Why isn't the UK MPC easing?
Tuesday, March 26, 2019 at 10:39AM
Simon Ward

The MPC last week left policy unchanged but the judgement here is that incoming news warrants a reversal of August’s quarter-point rate hike. Monetary trends are worryingly weak, the global economy continues to slow and business confidence has fallen to a level historically associated with policy easing.

On the latter point, the CBI yesterday released its first-quarter financial services survey, which echoed earlier industrial and business / consumer services surveys in reporting a plunge in optimism. The distributive trades survey, surprisingly, is still showing some resilience but it has often lagged the other sectors historically – see first chart.

The second chart shows a simple average of the optimism balances across the four surveys, along with Bank rate. At -28, the average is the weakest since the 2008-09 recession and similar to the level reached in 1998, during the Russian / LTCM financial crisis. The MPC has always eased policy when the average has fallen to -8 or below. (In 2011, easing took the form of additional QE rather than a Bank rate cut.)

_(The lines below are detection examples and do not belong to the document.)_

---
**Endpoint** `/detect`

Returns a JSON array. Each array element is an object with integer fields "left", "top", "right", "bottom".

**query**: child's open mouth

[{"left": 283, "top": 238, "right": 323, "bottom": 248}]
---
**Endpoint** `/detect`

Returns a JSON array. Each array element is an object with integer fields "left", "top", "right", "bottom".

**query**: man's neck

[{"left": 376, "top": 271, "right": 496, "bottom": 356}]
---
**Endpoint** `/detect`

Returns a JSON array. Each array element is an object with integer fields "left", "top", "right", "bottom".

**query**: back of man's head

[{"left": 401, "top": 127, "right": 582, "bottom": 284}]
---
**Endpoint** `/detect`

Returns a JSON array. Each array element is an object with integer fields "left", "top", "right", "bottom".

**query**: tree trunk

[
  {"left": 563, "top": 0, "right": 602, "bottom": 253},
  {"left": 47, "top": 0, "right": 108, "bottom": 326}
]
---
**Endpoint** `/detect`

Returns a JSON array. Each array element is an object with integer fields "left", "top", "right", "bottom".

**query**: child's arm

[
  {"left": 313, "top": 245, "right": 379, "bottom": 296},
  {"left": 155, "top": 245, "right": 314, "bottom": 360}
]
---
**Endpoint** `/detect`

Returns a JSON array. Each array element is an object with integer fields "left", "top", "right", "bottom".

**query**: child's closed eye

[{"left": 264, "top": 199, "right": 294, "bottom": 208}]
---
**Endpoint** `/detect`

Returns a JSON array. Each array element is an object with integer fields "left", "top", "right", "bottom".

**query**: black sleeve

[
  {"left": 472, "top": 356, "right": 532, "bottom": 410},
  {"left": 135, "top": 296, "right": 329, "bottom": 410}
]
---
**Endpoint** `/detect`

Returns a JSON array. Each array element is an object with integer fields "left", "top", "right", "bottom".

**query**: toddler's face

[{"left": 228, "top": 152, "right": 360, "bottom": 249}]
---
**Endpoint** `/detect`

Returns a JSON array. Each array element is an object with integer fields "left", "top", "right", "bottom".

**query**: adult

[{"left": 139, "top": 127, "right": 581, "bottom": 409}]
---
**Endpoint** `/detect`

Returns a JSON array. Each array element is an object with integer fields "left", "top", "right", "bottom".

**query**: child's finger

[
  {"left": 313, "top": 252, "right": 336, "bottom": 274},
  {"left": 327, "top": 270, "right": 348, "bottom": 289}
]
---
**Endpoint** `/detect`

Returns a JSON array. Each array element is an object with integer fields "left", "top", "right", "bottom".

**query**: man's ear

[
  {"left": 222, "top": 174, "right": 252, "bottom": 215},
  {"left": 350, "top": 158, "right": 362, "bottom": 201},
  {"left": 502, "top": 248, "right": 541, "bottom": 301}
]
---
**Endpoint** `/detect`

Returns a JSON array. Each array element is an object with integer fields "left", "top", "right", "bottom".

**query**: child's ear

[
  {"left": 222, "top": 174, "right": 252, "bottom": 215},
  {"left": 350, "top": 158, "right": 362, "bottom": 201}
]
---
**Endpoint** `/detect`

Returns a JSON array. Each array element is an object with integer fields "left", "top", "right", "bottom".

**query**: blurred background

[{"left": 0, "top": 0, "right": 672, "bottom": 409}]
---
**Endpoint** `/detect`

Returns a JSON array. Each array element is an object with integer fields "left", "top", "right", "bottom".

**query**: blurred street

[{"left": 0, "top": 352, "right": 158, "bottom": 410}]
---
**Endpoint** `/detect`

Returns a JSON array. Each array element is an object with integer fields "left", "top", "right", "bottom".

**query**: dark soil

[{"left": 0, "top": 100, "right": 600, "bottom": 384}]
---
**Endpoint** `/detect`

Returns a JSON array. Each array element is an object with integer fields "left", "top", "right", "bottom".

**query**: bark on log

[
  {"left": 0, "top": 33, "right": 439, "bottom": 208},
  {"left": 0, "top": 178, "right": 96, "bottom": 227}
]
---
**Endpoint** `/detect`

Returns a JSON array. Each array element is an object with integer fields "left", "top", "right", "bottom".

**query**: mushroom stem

The MPC is reluctant to admit that the August hike was a mistake and is using Brexit turmoil as an excuse to hold fire. This risks allowing a negative confidence / spending spiral to develop, requiring more substantial policy action later. The proximity of rates to the effective lower bound strengthens the case for the MPC to act pre-emptively. A rate cut could be reversed swiftly in the unlikely event of a smooth Brexit and subsequent economic bounce.